I will definitely try the paper towel method Ozkar suggested! And start wiping the pee up with a special cleaner too. I think I'll still give him some freedom downstairs but less often and in shorter periods until he proves he can behave properly. 

I thought about teaching him to ring a bell but I'm upstairs with kids playing loudly and usually the tv or music on so I doubt I would actually hear it. I'm just confused on why he pees within a few minutes of me taking him out before I head upstairs. He consistently holds it for longer periods, especially on walks. He doesn't like to potty on leash so he will wait till we get back home to go, he also won't go in an unfamilar yard or grassy spot. He watched me spraying the table legs down with a pet cleaner this morning, came and sniffed it then looked kinda guilty and went to stand by the door to go out. So maybe it will help.


----------



## tanners_mama (Sep 22, 2011)

Do you use a command, like "go potty"? Most of the time on walks or at a friends house I can usually get Tanner to pee on command! It's also pretty helpful if I'm cut short on time in the morning before I leave for work


----------



## Looney (Sep 28, 2011)

Maybe he just misses you and that's his way of showing it?
Sounds strange but we had an English Setter that wasn't crated "right" lets say. 
When we would leave he would go out and do his #2. But when we got home he'd #2 in the kitchen (the only place in the house that WASN'T carpet like he knew).
We thought, just accidents but one day we took him out did his thing we left 15 minutes turned around and had to go home right quick and he had #2'd. That's the day we figured out it was a seperation thing...not sure how he mustered that #2 up since 15 minutes prior he had gone...animals are strange birds!
love them to death tho!


----------



## Spuds Mom (Dec 12, 2011)

This sounds just like something Spud would do to get you to give him attention. He is probably thinking that he gets attention from you by peeing inside. I really don't think he's "not getting it," it's just that he's training you! 

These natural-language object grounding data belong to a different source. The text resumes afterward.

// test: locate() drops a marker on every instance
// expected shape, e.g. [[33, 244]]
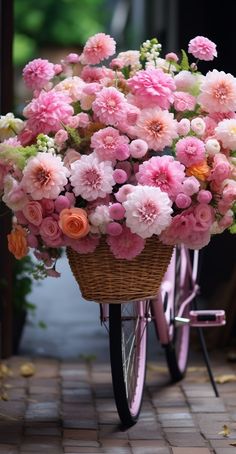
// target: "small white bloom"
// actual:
[[212, 147], [198, 126]]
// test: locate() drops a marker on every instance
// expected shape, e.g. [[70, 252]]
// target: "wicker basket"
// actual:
[[103, 278]]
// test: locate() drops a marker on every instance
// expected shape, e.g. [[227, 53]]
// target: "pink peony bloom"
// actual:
[[44, 176], [190, 151], [152, 87], [157, 127], [47, 206], [204, 196], [92, 178], [221, 168], [106, 141], [127, 245], [148, 211], [61, 202], [120, 176], [110, 106], [37, 73], [84, 245], [33, 212], [183, 127], [163, 172], [123, 192], [114, 228], [183, 200], [218, 92], [51, 232], [48, 112], [138, 148], [122, 152], [116, 211], [61, 136], [202, 48], [184, 101], [190, 186], [226, 133], [98, 47]]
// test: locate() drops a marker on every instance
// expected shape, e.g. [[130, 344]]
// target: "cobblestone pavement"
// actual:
[[68, 407]]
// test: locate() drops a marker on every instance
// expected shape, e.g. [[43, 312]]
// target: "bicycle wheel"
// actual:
[[178, 347], [128, 340]]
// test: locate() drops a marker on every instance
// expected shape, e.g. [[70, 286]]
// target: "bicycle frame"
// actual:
[[188, 272]]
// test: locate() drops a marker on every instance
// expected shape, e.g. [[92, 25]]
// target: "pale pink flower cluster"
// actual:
[[142, 147]]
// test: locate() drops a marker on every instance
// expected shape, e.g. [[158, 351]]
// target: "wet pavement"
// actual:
[[67, 405]]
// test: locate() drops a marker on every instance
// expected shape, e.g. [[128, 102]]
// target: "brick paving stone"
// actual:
[[190, 450], [8, 449]]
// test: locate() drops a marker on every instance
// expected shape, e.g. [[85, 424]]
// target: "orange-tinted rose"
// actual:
[[74, 222], [17, 242], [200, 171]]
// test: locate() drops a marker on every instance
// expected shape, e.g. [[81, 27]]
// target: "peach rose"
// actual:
[[33, 212], [201, 171], [74, 222], [17, 242]]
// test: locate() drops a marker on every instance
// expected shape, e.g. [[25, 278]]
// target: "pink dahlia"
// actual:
[[184, 101], [148, 211], [152, 87], [157, 127], [92, 178], [202, 48], [226, 133], [218, 92], [106, 141], [44, 176], [110, 106], [190, 151], [37, 73], [48, 112], [163, 172], [98, 47], [127, 245]]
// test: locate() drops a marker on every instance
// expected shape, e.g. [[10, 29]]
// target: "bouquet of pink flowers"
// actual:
[[143, 146]]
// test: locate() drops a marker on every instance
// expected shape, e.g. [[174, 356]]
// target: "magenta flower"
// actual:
[[202, 48], [163, 172], [92, 178], [48, 112], [190, 151], [97, 48], [37, 73], [152, 87], [127, 245], [157, 127], [44, 176], [110, 106], [106, 141]]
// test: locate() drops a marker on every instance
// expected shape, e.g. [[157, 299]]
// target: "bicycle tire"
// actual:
[[128, 336], [178, 348]]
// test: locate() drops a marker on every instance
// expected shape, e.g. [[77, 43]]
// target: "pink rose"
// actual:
[[33, 212]]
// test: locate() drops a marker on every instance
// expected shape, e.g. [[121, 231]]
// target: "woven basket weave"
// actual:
[[103, 278]]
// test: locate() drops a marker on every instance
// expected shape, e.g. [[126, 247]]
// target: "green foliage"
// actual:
[[59, 23], [22, 284]]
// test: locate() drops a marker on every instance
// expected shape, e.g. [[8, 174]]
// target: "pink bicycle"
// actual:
[[173, 312]]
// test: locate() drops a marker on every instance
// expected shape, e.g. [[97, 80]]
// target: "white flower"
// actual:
[[92, 178], [100, 217], [198, 126], [226, 133], [212, 146], [10, 126], [148, 211]]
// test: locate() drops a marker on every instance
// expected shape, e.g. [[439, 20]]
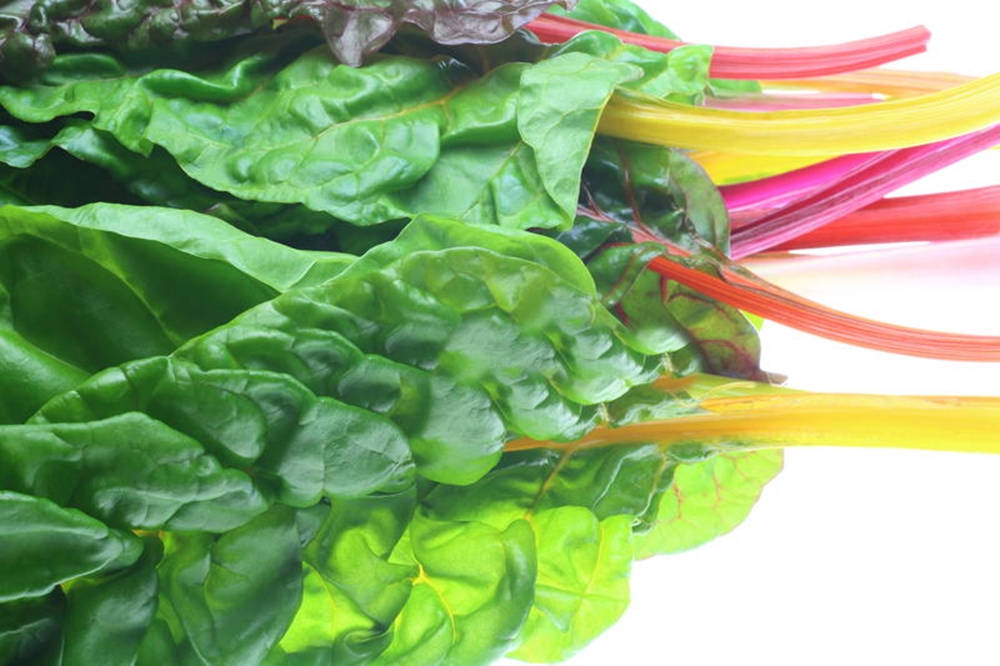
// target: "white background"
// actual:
[[851, 556]]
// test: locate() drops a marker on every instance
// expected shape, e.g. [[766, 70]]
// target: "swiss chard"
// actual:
[[219, 450]]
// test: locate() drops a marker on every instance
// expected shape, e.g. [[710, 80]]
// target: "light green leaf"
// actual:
[[707, 499]]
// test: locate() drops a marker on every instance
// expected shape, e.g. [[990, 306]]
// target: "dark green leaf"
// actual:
[[235, 595], [129, 471], [87, 288], [110, 616], [45, 545], [30, 629], [33, 30]]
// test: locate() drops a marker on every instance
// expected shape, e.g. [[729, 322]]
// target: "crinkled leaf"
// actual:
[[401, 344], [625, 15], [472, 592], [582, 585], [708, 499], [34, 31], [557, 115], [236, 594], [619, 14], [129, 471], [45, 545], [388, 141], [86, 288], [30, 629], [351, 592], [109, 616], [680, 75]]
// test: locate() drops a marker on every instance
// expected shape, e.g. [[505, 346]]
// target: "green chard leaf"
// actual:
[[45, 545], [35, 31], [707, 499], [618, 14], [83, 289], [289, 131]]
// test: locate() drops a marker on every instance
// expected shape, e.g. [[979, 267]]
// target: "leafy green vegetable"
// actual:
[[221, 450], [392, 140], [33, 30], [82, 289]]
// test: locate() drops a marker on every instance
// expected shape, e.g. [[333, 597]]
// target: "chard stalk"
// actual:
[[858, 188], [744, 290], [725, 168], [886, 125], [890, 83], [771, 102], [760, 63], [945, 216], [967, 424]]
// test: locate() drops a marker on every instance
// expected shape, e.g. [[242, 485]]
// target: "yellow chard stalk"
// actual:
[[889, 125], [765, 417]]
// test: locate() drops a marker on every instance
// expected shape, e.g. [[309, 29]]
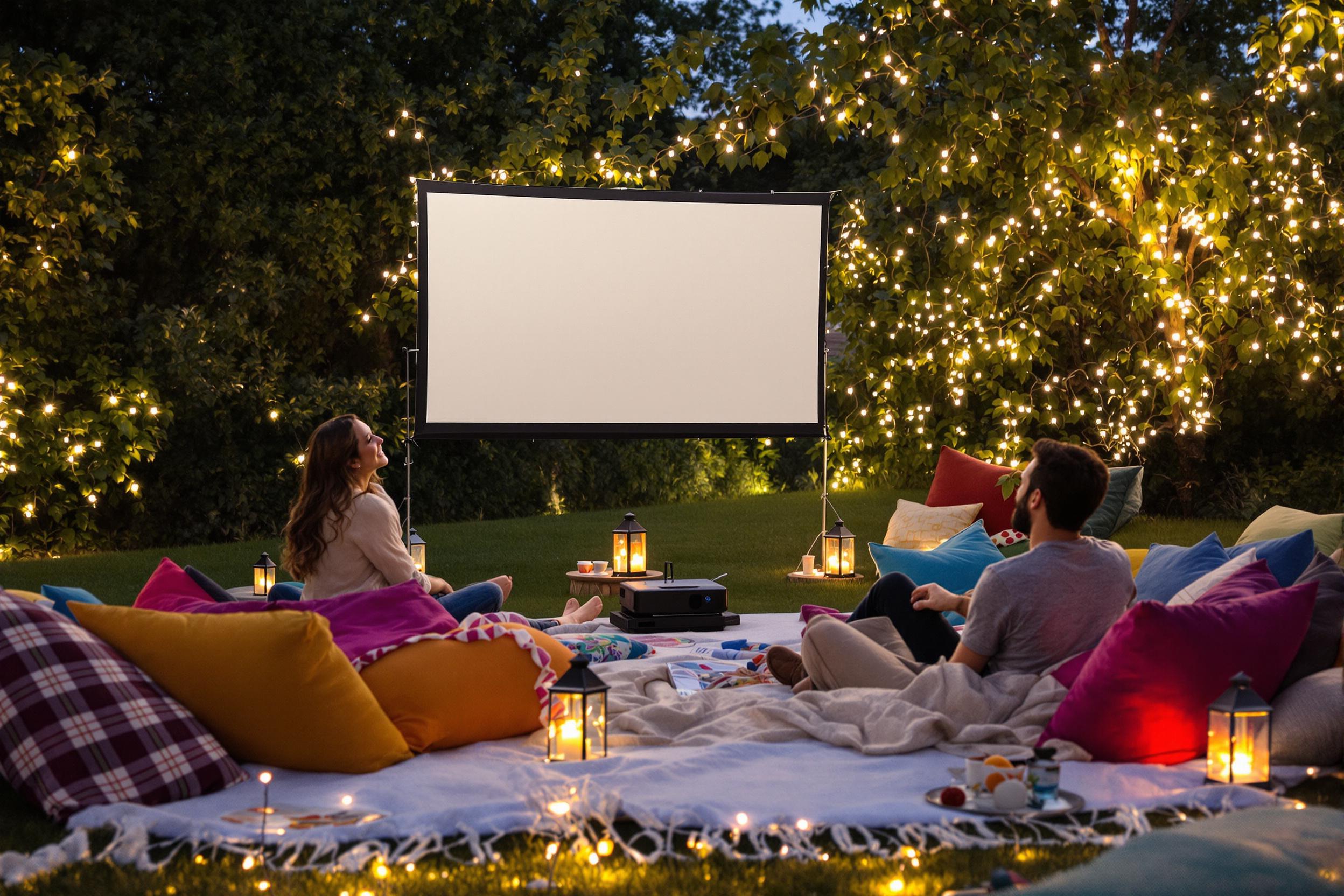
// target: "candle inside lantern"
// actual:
[[570, 739], [1240, 737]]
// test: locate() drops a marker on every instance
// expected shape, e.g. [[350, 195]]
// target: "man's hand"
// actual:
[[934, 597]]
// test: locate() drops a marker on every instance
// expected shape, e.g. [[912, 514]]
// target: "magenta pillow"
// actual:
[[1144, 694], [169, 579], [363, 625]]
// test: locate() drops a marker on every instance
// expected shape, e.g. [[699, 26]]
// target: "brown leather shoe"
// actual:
[[785, 666]]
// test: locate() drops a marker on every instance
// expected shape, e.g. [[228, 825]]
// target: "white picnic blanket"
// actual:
[[706, 782]]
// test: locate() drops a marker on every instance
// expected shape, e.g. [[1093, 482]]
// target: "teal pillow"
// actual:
[[62, 597], [1170, 568], [1123, 501], [956, 565], [1288, 557]]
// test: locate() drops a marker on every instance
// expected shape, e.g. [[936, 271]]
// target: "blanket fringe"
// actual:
[[592, 816]]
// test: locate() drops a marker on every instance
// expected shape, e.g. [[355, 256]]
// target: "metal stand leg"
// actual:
[[410, 441]]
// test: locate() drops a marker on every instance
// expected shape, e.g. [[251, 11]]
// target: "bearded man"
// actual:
[[1026, 614]]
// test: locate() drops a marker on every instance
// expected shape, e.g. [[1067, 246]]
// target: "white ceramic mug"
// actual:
[[975, 772]]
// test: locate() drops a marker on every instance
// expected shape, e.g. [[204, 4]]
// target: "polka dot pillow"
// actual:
[[1007, 536], [81, 726]]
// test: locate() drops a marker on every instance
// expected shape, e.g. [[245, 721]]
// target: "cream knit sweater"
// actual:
[[365, 552]]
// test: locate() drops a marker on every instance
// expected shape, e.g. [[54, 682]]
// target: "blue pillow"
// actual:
[[1288, 557], [1171, 568], [62, 597], [1123, 501], [956, 565]]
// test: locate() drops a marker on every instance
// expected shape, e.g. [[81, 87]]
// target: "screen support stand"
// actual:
[[410, 441], [825, 444]]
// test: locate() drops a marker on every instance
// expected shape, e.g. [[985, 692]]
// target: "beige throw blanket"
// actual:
[[944, 705]]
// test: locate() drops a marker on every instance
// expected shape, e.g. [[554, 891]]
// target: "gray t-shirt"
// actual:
[[1041, 607]]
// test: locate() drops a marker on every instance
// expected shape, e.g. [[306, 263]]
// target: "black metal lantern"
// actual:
[[838, 551], [417, 547], [629, 547], [264, 576], [577, 715], [1240, 737]]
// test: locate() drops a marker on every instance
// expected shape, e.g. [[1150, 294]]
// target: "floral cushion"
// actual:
[[80, 726]]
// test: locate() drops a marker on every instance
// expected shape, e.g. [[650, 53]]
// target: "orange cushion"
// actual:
[[445, 694], [273, 687]]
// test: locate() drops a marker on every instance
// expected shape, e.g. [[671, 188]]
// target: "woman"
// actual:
[[345, 533]]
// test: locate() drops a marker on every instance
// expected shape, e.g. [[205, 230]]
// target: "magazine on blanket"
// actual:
[[691, 676]]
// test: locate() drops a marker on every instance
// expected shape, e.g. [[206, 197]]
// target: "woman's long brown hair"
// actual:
[[326, 493]]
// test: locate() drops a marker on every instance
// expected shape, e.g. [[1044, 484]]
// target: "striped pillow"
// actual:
[[81, 726]]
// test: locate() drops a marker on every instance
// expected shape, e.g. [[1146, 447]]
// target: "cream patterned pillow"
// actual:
[[922, 528]]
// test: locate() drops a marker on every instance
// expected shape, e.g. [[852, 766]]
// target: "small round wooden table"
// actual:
[[814, 577], [585, 585]]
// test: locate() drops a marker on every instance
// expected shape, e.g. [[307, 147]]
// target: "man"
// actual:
[[1026, 613]]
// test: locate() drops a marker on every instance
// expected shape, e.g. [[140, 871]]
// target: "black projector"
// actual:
[[674, 605]]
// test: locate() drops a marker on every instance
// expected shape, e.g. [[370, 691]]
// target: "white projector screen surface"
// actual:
[[573, 313]]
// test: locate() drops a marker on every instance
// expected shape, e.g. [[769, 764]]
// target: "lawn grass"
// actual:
[[756, 541]]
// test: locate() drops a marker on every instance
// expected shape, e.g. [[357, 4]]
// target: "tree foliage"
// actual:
[[77, 409], [1058, 237], [253, 191], [1097, 221]]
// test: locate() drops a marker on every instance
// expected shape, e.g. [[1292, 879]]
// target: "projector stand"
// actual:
[[410, 441]]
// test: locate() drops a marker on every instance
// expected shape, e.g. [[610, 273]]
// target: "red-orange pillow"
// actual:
[[961, 479], [444, 692], [170, 579]]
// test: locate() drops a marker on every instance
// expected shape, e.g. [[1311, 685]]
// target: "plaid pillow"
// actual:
[[81, 726]]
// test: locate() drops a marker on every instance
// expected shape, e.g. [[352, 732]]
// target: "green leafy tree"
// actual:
[[77, 411], [1054, 235], [270, 170]]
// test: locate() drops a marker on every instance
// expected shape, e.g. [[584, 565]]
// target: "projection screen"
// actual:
[[612, 313]]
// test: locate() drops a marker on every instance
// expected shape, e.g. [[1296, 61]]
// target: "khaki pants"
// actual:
[[869, 653]]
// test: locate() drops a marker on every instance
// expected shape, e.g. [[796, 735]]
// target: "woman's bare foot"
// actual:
[[506, 583], [589, 612]]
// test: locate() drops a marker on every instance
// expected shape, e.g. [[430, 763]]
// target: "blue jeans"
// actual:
[[483, 597]]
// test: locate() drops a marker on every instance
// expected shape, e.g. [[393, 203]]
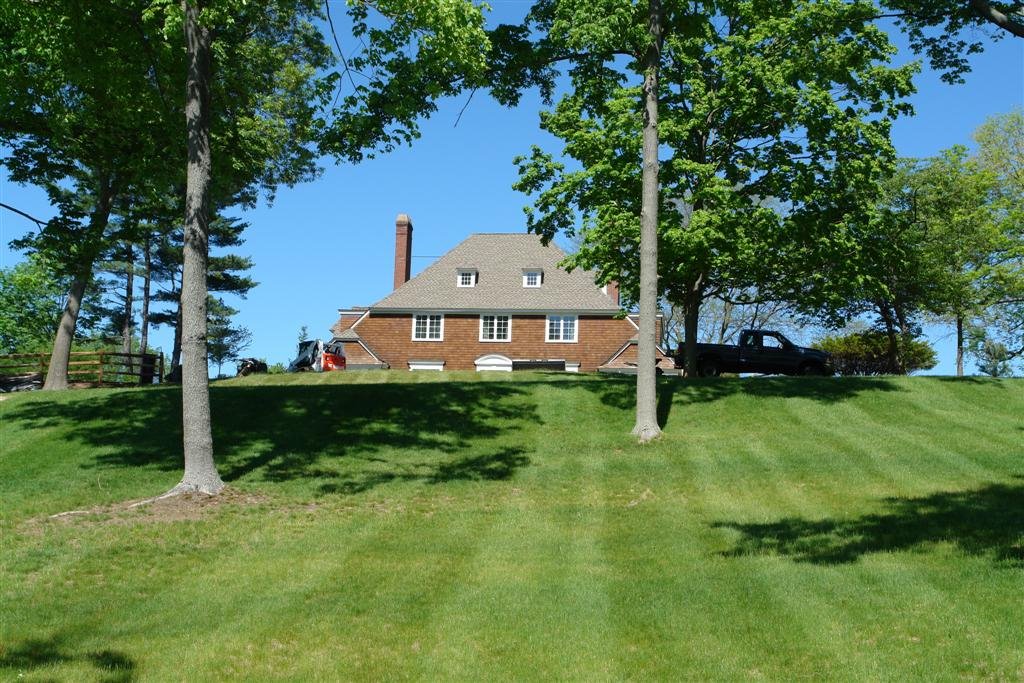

My Spud won't even be in a different room than me without sitting and waiting for my return, so he probably just misses you and is now getting in the habit. 

Have you considered a dog door? If that isn't an option, he might have to be crated if you have to leave him. Spud is so attached to us, that if we need to get something done around the house and not have him follow us around, we crate him for short periods. 

I'm sure there's a solution that will work for you.... Hope we're helping!


----------